Sous l’influence des crônicas de Clarice Lispector, une série de textes du poète américain Guy Bennett, publiés dans Diacritik tout au long de l’année 2024.

Mono no aware

Dans la vie, il n’y a que la mort qui soit permanente.

Con affeto

J’ai récemment assisté à un concert organisé pour commémorer le génocide arménien. Au programme, figuraient trois berceuses pour quatuor à cordes interprétées par l’Ensemble VEM. Niall Tarō Ferguson, le violoncelliste du quatuor, a composé deux de ces berceuses à partir de mélodies recueillies par le musicologue Mihran Toumajan auprès de survivants de Bardizag (aujourd’hui Bahçecik, en Turquie), village détruit pendant le génocide en 1915. Pour moi, elles représentaient le point culminant du concert.

Ces compositions comptent parmi les plus émouvantes et obsédantes que j’aie jamais entendues. Ce serait vrai même si j’ignorais le contexte, mais comment l’ignorer ? Une vidéo du concert a été publiée le lendemain sur le site web du Hammer Museum, qui accueillait l’événement, et je l’ai écouté des dizaines fois depuis. Je ne saurais dire si c’est la qualité mélancolique des mélodies, les arrangements dépouillés, ou les modalités nettement non-occidentales et les harmonisations surprenantes qui confèrent à ces morceaux leur aura particulière. Quoi qu’il en soit, ils se sont infiltrés dans mon âme et je ne peux pas m’en libérer.

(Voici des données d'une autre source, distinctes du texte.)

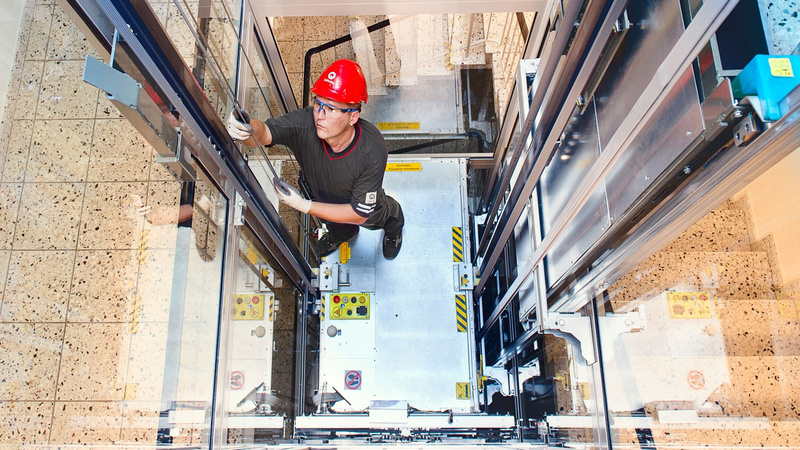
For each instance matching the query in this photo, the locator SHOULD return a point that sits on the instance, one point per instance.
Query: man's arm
(339, 213)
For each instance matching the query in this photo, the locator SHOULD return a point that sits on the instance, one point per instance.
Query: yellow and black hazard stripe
(458, 245)
(461, 313)
(271, 307)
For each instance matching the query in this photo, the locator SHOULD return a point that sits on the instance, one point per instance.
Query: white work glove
(291, 196)
(239, 130)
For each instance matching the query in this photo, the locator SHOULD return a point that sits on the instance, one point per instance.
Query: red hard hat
(342, 81)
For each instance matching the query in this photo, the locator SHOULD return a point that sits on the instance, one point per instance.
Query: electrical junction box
(769, 78)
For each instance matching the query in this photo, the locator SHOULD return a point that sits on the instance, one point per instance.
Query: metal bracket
(577, 330)
(140, 109)
(503, 376)
(746, 130)
(238, 212)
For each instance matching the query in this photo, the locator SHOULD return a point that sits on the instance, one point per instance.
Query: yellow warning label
(461, 313)
(780, 67)
(271, 307)
(252, 256)
(690, 305)
(403, 167)
(344, 253)
(458, 245)
(248, 307)
(462, 391)
(398, 125)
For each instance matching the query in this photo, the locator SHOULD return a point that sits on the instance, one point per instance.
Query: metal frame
(147, 52)
(723, 177)
(533, 170)
(709, 18)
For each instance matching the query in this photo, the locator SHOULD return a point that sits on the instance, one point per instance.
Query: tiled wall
(82, 305)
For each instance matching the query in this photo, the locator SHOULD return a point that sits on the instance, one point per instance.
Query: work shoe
(391, 245)
(325, 246)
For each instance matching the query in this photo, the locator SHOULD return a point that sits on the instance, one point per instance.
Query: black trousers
(387, 217)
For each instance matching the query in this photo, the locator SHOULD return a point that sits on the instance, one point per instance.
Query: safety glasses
(329, 110)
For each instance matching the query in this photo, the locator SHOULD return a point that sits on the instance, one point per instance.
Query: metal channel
(493, 242)
(144, 36)
(546, 72)
(709, 18)
(729, 173)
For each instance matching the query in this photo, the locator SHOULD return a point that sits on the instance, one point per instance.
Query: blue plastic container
(770, 78)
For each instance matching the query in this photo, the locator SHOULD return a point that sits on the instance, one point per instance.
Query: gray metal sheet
(579, 149)
(432, 102)
(410, 349)
(666, 135)
(655, 27)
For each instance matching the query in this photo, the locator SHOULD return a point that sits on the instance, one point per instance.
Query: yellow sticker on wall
(403, 167)
(398, 125)
(780, 67)
(462, 391)
(690, 305)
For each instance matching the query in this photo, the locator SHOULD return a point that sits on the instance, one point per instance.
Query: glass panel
(260, 349)
(111, 268)
(714, 361)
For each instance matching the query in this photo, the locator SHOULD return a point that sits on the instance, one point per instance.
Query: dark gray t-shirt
(353, 176)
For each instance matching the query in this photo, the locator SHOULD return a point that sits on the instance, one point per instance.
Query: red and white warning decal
(696, 380)
(352, 380)
(237, 380)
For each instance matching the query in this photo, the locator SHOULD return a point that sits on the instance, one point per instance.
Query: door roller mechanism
(349, 306)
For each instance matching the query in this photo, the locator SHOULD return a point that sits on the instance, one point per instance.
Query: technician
(343, 158)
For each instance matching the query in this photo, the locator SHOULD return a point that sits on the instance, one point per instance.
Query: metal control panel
(349, 306)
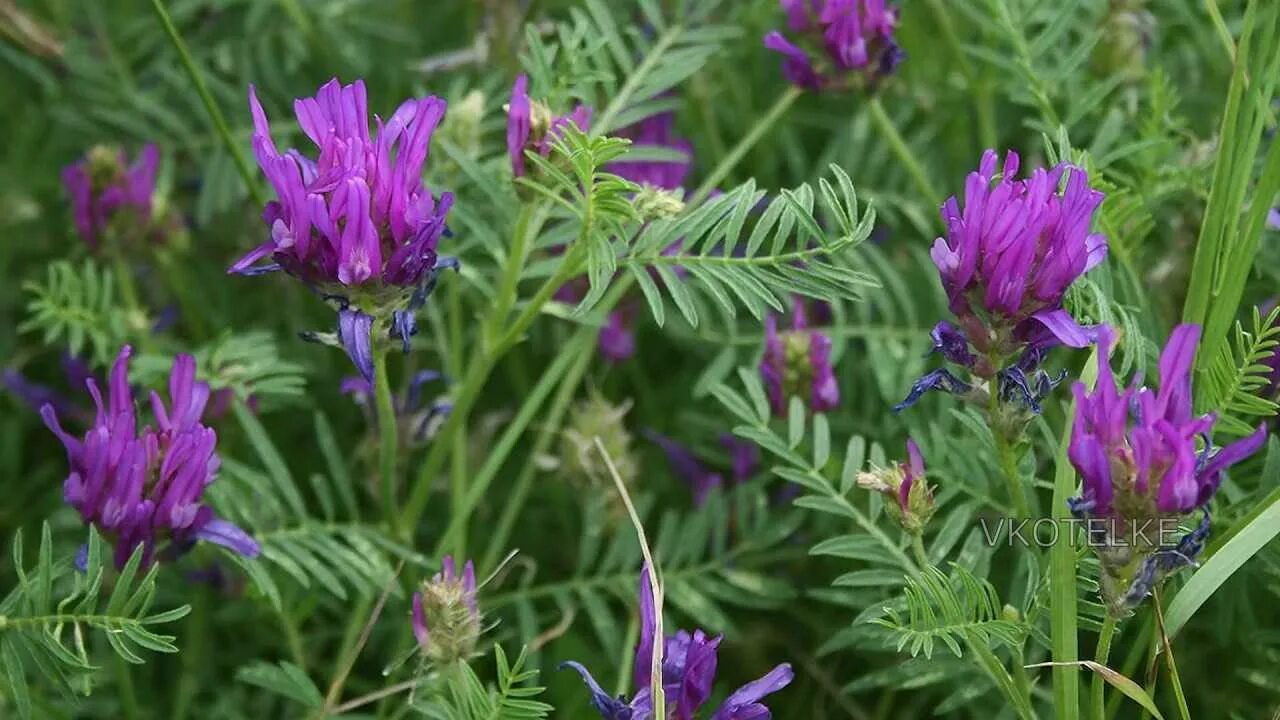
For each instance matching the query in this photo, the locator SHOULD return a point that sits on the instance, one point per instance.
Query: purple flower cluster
(744, 460)
(798, 361)
(145, 488)
(848, 39)
(356, 222)
(688, 675)
(1008, 259)
(446, 613)
(530, 126)
(101, 186)
(1136, 451)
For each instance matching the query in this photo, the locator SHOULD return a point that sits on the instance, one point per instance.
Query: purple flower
(798, 361)
(617, 340)
(685, 464)
(744, 456)
(846, 40)
(1015, 249)
(145, 488)
(356, 220)
(689, 664)
(414, 420)
(446, 613)
(530, 124)
(656, 131)
(1137, 447)
(100, 186)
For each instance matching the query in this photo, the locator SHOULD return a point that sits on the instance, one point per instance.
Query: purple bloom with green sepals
(356, 222)
(145, 488)
(104, 183)
(533, 127)
(1015, 247)
(688, 664)
(446, 613)
(798, 361)
(845, 41)
(1136, 451)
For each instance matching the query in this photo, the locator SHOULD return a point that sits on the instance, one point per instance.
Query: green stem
(496, 456)
(922, 557)
(474, 382)
(388, 437)
(745, 144)
(1183, 710)
(1008, 461)
(1102, 656)
(128, 697)
(215, 114)
(904, 154)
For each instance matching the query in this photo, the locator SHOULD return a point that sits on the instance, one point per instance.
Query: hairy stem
(1102, 656)
(215, 114)
(388, 437)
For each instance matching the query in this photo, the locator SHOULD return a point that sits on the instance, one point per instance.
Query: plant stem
(745, 144)
(1183, 710)
(1005, 455)
(215, 114)
(922, 557)
(474, 382)
(904, 154)
(1102, 656)
(388, 437)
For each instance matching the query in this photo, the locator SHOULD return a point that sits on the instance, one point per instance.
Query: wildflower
(846, 41)
(356, 223)
(103, 188)
(1006, 263)
(531, 127)
(688, 675)
(446, 614)
(654, 132)
(145, 488)
(685, 464)
(1137, 455)
(415, 422)
(798, 361)
(910, 500)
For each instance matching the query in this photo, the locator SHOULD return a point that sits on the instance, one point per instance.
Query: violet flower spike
(100, 186)
(1151, 434)
(145, 487)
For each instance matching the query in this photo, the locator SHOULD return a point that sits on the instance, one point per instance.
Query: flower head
(845, 41)
(104, 186)
(798, 361)
(1006, 263)
(356, 222)
(688, 675)
(533, 127)
(447, 620)
(1138, 458)
(146, 487)
(909, 496)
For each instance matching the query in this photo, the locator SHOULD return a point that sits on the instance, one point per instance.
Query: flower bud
(909, 497)
(446, 614)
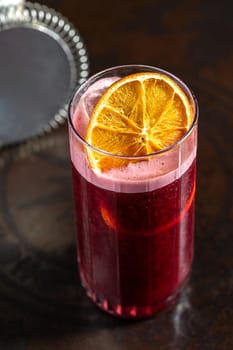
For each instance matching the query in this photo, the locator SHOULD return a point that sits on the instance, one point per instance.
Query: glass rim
(139, 157)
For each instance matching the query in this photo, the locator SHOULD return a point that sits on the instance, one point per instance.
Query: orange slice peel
(139, 114)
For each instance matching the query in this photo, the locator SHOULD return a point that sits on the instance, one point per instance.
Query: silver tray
(42, 59)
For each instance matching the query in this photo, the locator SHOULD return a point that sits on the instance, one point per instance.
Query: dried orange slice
(137, 115)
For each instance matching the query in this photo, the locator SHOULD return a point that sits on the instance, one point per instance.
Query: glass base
(132, 312)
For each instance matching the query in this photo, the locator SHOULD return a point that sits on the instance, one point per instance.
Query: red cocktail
(135, 222)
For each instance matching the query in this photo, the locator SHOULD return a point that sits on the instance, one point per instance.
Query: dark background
(42, 306)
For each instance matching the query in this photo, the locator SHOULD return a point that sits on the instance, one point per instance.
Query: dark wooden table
(42, 306)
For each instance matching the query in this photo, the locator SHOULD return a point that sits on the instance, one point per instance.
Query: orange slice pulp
(137, 115)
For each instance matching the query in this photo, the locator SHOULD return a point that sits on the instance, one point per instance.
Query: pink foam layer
(158, 171)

Je ne veux pas m’en libérer.

Anti-mimèsis

Dans le taxi qui le ramène à la maison après son dîner avec André, le personnage joué par Wallace Shawn, regardant par la fenêtre les rues de Manhattan, dit qu’« il n’y a pas une rue, pas un bâtiment, qui n’est pas connecté à un de [ses] souvenirs ».

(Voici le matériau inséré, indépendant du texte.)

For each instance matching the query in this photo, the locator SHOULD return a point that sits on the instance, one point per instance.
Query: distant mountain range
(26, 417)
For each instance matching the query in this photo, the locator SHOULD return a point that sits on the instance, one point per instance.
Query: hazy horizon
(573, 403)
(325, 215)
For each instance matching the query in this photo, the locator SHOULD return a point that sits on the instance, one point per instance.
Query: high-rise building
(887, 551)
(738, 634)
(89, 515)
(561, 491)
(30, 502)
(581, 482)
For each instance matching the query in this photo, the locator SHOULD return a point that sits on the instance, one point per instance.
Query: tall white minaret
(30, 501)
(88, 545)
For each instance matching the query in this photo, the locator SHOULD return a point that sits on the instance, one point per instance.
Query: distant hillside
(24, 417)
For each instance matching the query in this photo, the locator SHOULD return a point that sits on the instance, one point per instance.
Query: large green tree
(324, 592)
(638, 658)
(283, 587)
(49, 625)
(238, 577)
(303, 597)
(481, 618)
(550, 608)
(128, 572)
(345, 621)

Il m’arrive souvent de penser la même chose à propos de Los Angeles, où je vis depuis toute ma vie. Ici se trouvait le cinéma où j’ai vu pour la première fois La couleur de la grenade de Paradjanov, et là le restaurant où, seul client, j’ai traduit quelques poèmes de Mohammed Dib en dînant tard un soir après mon travail, et là encore la librairie où j’ai acheté d’innombrables livres d’art au fil des ans…

C’est une des joies et des tristesses d’avoir passé tant d’années dans la même ville – se rendre régulièrement dans certains endroits ou les traverser, c’est revenir en pensée aux moments que l’on y a vécus, les différentes époques de son passé se fondant dans un même présent géographique. Les lieux physiques s’y trouvent peut-être encore, mais les commerces, les cafés et les bars, sans parler des personnes qui les ont fait vivre et vous y ont accueilli, sont souvent partis depuis longtemps.

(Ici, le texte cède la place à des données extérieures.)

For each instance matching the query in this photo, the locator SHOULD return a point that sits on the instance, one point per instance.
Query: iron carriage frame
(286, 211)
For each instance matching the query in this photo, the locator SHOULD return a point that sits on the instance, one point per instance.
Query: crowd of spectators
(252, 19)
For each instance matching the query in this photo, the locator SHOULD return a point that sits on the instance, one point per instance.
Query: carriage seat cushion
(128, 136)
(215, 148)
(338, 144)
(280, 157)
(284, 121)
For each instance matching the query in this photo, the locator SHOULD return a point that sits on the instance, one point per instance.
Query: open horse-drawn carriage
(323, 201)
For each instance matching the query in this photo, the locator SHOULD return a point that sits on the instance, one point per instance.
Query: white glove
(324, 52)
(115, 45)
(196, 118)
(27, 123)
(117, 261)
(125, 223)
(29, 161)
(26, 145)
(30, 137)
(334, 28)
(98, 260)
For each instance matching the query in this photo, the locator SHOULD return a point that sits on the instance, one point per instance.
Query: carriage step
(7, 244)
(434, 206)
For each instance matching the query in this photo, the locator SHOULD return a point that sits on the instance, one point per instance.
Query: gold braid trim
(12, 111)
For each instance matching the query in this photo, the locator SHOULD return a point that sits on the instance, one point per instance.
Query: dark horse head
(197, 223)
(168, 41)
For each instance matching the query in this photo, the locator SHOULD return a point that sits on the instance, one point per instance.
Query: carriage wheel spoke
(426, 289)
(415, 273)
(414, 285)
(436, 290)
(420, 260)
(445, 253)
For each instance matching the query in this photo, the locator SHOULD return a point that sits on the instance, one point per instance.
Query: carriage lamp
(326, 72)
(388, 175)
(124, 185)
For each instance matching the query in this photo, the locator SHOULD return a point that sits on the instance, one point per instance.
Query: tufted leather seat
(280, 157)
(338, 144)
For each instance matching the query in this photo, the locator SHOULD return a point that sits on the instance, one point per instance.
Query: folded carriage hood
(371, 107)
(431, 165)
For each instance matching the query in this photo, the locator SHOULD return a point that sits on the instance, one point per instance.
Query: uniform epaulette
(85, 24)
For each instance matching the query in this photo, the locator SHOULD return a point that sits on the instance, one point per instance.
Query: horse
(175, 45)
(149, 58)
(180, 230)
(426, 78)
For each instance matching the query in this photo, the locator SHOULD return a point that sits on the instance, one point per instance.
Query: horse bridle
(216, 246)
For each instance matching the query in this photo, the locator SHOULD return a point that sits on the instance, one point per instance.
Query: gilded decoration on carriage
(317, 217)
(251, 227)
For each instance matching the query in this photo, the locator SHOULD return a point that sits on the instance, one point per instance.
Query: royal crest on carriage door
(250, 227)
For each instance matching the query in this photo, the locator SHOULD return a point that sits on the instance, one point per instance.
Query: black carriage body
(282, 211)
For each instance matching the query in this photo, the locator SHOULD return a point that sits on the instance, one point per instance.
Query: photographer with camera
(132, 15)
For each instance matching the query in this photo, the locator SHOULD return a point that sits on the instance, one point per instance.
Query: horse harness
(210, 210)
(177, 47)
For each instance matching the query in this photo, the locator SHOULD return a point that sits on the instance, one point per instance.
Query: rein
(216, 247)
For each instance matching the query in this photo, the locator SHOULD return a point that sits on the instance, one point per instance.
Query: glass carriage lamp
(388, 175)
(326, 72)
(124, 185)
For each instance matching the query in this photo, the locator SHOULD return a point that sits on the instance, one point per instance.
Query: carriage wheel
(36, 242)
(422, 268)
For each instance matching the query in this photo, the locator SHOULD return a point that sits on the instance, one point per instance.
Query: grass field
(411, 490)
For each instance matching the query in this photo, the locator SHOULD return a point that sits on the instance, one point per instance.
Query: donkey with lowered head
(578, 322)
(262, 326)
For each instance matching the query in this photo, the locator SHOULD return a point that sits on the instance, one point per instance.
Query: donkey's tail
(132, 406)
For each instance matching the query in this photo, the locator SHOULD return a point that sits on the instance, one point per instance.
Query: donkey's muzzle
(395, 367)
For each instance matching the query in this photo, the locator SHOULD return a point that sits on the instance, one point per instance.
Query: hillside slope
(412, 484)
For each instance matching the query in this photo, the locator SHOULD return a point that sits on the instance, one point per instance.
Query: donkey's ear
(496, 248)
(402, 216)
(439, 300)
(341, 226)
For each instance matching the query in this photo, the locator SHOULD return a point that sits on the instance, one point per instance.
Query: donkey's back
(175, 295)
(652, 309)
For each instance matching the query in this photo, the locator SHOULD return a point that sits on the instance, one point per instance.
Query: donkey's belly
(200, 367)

Je repense au cireur de bottes dans l’« instantanée » de Daguerre de 1838, Boulevard du temple : lui et son client (tout comme les immeubles qui les entouraient) sont restés immobiles suffisamment longtemps pour apparaître dans le daguerréotype, mais les piétons, les calèches et les chevaux qui descendaient le boulevard à côté d’eux, non ; leur présence fugitive n’a pas été capturée dans l’émulsion et s’est perdue pour toujours. N’est-ce pas le contraire de la mimèsis (les passants ayant disparu en image avant de disparaître en vrai) ?

The long and the short of it

Dommage que l’éphémère soit si bref.

Night and Day

Ma partie favorite de la journée, c’est la nuit. Dès que j’ai fini de boire mon café du matin, je commence à anticiper le moment où je pourrai baisser un peu les stores et allumer les lampes. Ce moment enfin arrivé, j’aime m’allonger sur le canapé pour regarder basculer le jour par la fenêtre : tel le sable qui passe d’un côté du sablier à l’autre, mon intérieur s’éclaire à mesure que le monde extérieur s’assombrit, le bleu du ciel s’approfondit, et les lampes – les miennes et celles de l’immeuble en face – brillent comme de l’or. Des fois, je me mets à la fenêtre pour observer les voitures qui passent en bas strier la rue noire de leurs lumières blanches et rouges.

Je me rends compte que chaque jour qui s’en va veut dire 24 heures d’avenir en moins et que j’en viendrai peut-être à regretter mon désir que la nuit tombe si vite, mais pas aujourd’hui.